Ao longo do livro, o autor discute como foi se dando o uso da Inteligência Artificial por parte das Forças Armadas dos Estados Unidos. A militarização do uso da IA ocorre, em ritmo acelerado, no desenvolvimento de sistemas autônomos com aplicação na logística, na espionagem, na seleção de alvos e nas operações psicológicas de propaganda durante uma guerra ou em uma operação militar de menor envergadura.
Ao observar o papel central das big techs norte-americanas, Amadeu cunhou o termo “complexo militar-industrial-dataficado”: as mesmas empresas que desenvolvem essas tecnologias com o objetivo de rastrear e prever os gostos de cidadãos tornados consumidores, produzindo dados que retratam o comportamento dos seres humanos, agora transferem esse conhecimento para que o aparato securitário estadunidense (especialmente os militares, mas também os integrantes dos serviços de inteligência) possa defender os interesses geopolíticos do país.
Isso gera uma intensificação do lobby das grandes corporações de tecnologia sobre o governo norte-americano. Os grupos econômicos do setor tecnológico agem de maneira coordenada com o objetivo de influenciar políticos eleitos e militares para conseguir contratos dos mais gordos e lucrativos. Série Amadeu, ao descrever esse processo com base em fontes primárias e secundárias, e também em pesquisas de filósofos e cientistas sociais que se debruçam sobre o tema, dá um passo além e mostra uma diferença entre o “antigo” complexo industrial-militar e o atual complexo militar-industrial-dataficado: ao fornecer as infraestruturas e tecnologias, as big techs se tornam parte do sistema de tomada de decisão das Forças Armadas dos Estados Unidos.
Sérgio Amadeu mostra, empiricamente, que as big techs influenciam de maneira tática os acontecimentos no campo de batalha. Um caso que ele nos apresenta é o que envolve o Estado de Israel na atual fase de guerra contra os palestinos na Faixa de Gaza (início de 2025). Ele cita o Projeto Lavender, um sistema de IA desenvolvido pelos israelenses com o objetivo de identificar alvos militares, sobretudo em Gaza, e o Projeto Nimbus, que consistiu no fornecimento de serviços de nuvem para os militares israelenses.
O Google, a Amazon e a Microsoft Azure conseguiram os contratos de fornecimento das infraestruturas e serviços de IA para Israel implementar esses projetos. O resultado, como bem aponta Amadeu, pode ser visto no massacre contínuo da população civil palestina. Alvos militares são identificados em meio a civis palestinos, e as ordens de ataque seguem a lógica de eliminar um inimigo desumanizado, ao lado de pessoas que não são combatentes.

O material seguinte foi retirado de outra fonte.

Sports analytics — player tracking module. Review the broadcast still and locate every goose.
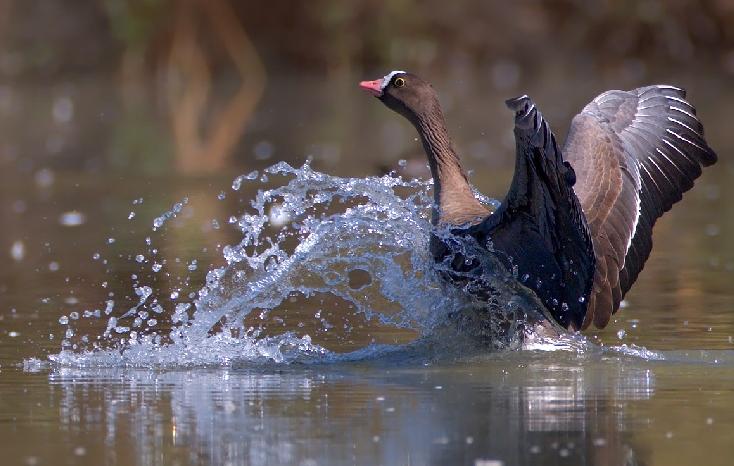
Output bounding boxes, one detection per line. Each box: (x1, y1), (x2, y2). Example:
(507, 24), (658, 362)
(360, 71), (717, 331)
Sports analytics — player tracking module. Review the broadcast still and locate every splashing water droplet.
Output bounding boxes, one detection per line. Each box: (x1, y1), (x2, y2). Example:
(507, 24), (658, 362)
(46, 162), (546, 367)
(59, 211), (86, 227)
(10, 240), (24, 261)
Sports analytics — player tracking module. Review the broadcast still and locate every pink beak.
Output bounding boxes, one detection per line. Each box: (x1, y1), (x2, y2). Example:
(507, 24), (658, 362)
(359, 79), (383, 97)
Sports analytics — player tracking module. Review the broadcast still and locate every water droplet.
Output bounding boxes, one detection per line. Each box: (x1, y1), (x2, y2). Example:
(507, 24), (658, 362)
(217, 191), (226, 200)
(59, 211), (86, 227)
(152, 263), (162, 272)
(617, 329), (626, 340)
(128, 211), (136, 220)
(59, 315), (69, 325)
(135, 254), (145, 263)
(10, 240), (24, 261)
(172, 302), (190, 323)
(268, 204), (290, 227)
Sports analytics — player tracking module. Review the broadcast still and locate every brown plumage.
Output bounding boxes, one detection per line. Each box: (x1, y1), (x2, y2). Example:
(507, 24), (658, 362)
(360, 72), (717, 331)
(564, 85), (717, 329)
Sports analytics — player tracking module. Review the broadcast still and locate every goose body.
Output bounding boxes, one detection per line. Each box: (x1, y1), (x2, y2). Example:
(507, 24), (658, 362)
(360, 71), (716, 331)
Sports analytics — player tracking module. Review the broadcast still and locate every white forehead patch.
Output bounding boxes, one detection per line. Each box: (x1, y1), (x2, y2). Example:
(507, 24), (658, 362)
(381, 70), (407, 91)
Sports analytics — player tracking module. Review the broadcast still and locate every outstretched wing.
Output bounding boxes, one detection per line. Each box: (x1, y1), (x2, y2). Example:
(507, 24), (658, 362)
(475, 96), (595, 330)
(563, 85), (717, 329)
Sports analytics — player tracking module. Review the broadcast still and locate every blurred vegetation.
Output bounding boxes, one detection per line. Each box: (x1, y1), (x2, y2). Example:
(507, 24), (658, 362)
(0, 0), (732, 177)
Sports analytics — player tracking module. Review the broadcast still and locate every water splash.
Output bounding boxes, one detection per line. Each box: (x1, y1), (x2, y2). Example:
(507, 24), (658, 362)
(48, 162), (493, 367)
(44, 161), (641, 368)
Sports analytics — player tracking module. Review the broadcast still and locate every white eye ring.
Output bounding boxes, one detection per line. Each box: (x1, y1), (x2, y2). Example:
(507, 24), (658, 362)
(394, 77), (405, 88)
(380, 70), (407, 91)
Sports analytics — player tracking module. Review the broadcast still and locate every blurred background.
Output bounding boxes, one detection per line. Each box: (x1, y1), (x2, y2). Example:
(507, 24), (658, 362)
(0, 0), (732, 178)
(0, 0), (732, 354)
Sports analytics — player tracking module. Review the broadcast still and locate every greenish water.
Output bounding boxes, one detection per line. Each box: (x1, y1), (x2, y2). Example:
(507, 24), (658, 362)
(1, 73), (733, 466)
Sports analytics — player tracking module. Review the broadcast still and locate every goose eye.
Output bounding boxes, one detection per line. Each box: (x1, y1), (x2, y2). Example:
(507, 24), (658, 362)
(394, 77), (405, 88)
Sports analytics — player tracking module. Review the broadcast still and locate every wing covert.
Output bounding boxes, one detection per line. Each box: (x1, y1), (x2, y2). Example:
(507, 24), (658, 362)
(563, 85), (717, 329)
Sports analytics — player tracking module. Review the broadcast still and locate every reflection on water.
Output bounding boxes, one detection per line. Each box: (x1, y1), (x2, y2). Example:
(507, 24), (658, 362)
(40, 353), (659, 466)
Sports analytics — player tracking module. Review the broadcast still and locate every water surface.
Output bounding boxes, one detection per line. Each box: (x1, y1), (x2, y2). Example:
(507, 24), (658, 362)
(1, 75), (733, 466)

Amadeu também captura a contradição entre o discurso das big techs, que apresenta a IA como uma ferramenta para o progresso da humanidade, e a decisão explícita por parte delas de fornecer sistemas para a guerra e para a vigilância. Inaugura-se uma simbiose entre as empresas norte-americanas e o governo dos EUA.
Com atuação tanto na esfera militar como no âmbito da economia civil, as grandes corporações de tecnologia extraem quantidades monstruosas de dados de sociedades, indivíduos, Estados e empresas, tanto em época de guerra como em época de paz, em quase todo o mundo. Isso confere às elites estadunidenses o acesso global a informações que podem ser usadas, no momento oportuno, como fonte de poder contra inimigos e também contra aliados.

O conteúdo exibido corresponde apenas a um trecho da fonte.